For schools that are recruiting well, opposition to a change to the status quo makes sense. If things are working, they should not want changes which could possibly screw up their recruiting process. And “recruiting well” is relative. All it means is that a coach has figured out how to recruit well enough against his competition to not get fired, not necessarily win a championship.
Bring money into it and it makes more sense. Say monitoring phone logs for the athletic department costs $50,000 annually in terms of people and software (not out of the question). That $50,000 means a lot more to the have nots than it does to the haves. If instead you free up $50,000, the have nots are likely to stretch that further and get more benefit from redirecting that money than the haves. Regulation then ties up a larger chunk of money for programs looking to climb the ladder than those already at the top.
Dennis Dodd pointed out, rightly so, that if any coach was surprised about this, he had only himself to blame. But on the flip side, football coaches had never asked for these rules to be loosened. It would be one thing for basketball coaches, after years of complaining about not enough access to recruits, to turn around and object to unlimited calls. But football coaches had never complained about the frequency of calls, maybe because they were the first sport to get periods of unlimited calls.

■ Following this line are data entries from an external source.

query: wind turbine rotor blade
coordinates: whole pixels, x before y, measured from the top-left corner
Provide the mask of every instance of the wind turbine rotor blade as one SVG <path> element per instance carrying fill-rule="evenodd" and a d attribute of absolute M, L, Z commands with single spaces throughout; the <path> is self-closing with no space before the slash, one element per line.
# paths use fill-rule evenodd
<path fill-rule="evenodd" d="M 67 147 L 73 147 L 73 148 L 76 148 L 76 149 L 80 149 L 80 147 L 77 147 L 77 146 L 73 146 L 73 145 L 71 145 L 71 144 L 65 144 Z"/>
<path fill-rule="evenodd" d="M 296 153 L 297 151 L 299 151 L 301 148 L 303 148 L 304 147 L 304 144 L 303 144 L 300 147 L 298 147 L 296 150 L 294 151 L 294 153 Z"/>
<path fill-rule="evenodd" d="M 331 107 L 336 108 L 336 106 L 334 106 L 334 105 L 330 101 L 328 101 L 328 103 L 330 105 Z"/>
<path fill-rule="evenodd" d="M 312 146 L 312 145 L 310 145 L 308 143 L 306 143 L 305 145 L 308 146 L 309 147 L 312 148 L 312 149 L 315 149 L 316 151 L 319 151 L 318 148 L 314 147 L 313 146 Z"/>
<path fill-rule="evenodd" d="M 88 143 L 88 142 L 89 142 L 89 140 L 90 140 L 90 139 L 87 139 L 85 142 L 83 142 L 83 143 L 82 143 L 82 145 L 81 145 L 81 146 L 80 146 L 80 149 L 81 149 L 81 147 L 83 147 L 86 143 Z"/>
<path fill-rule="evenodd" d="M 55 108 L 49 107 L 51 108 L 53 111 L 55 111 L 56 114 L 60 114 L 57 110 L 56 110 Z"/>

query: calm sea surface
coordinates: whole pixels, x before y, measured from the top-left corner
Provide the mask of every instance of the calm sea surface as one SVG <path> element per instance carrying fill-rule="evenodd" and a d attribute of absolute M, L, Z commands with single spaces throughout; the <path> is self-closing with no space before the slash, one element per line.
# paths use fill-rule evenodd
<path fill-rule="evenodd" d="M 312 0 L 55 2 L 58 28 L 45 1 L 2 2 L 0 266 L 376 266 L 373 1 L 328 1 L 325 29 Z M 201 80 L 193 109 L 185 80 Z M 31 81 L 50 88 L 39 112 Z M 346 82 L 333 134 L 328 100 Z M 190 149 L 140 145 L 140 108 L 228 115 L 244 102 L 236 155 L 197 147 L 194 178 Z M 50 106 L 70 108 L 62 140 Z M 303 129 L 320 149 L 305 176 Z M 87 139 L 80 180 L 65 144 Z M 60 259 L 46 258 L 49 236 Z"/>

But Emmert’s rhetoric makes sense because there is not much of a middle ground here. As long as there are periods of limited phone calls or text and email being treated different, schools have to invest significant resources in monitoring. Even if only football has those limits, the difference in cost and manpower to monitor football vs. every program is not that significant. Who is authorized to recruit and what programs can mail recruits are similar issues. Once you have to monitor anything, the marginal effort of complying with complex rules is not that high.
There are not a lot of compromises to be had on these issues. It is a fight that can only have one winner. On one side is the NCAA, university presidents, and compliance personnel who want to get out of the business of petty recruiting rules. On the other side are coaches, supported by athletic directors, who want to preserve the status quo for one reason or another. After the Board of Directors’ meeting in May, the next round will likely begin with an override vote on unlimited phone calls.